Hi Stuart,

On Thu, Jan 09, 2014 at 06:20:26PM +0000, Stuart Henderson wrote:
> On 2014/01/09 17:48, Toni Mueller wrote:
> > 
> > proxy:\
> >         :ignorenologin:\
> >         :datasize=infinity:\
> >         :maxproc=128:\
> >         :openfiles=1024:\
> >         :stacksize-cur=64M:\
> >         :localcipher=blowfish,8:\
> >         :tc=default:
> > 
> > 
> > And I had the login class set to 'proxy' using vipw.
> 
> > Now I have renamed the login class to 'squid' and the 2.7 squid at least
> > starts with this message:
> > 
> > With 1024 file descriptors available
> > 
> > Don't know whether the 3.4 line works better...
>
> 
> You don't mention how you start squid, but if you use the rc.d script,
> the class *must* be named after the daemon, i.e. "squid".
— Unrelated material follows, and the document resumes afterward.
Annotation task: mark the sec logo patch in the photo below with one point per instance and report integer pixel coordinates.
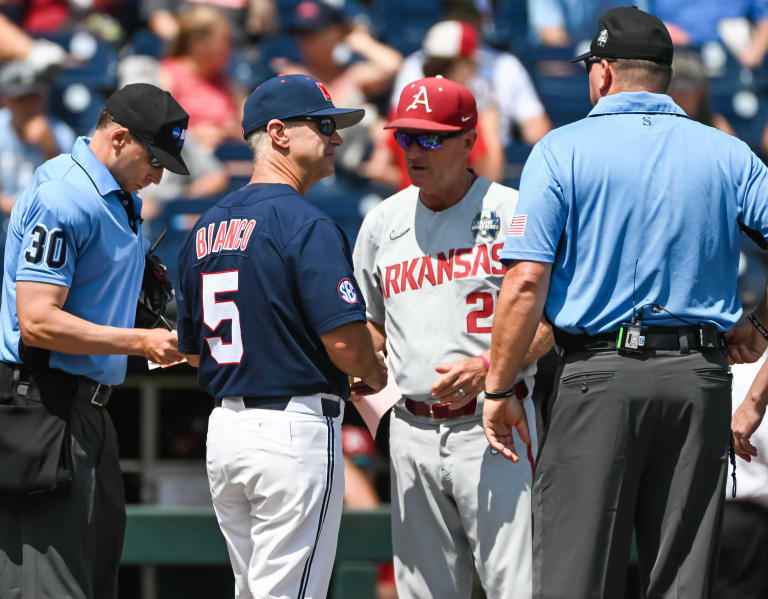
(347, 291)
yes, I use the rc.d script, but was not aware of this requirement. But
squid did not respect the config file setting either, which motivated me
to downgrade the package.

> As a proxy is
> necessarily FD-hungry I made sure the pkg-readme specifically covers this..

Of course - but I have kern.maxfiles = 16000, and still saw the problem.
The kernel is 5.4 stable, now with an additional patch to silence bge(4)
buffer overrun errors (based on a tip that Mike gave on misc@).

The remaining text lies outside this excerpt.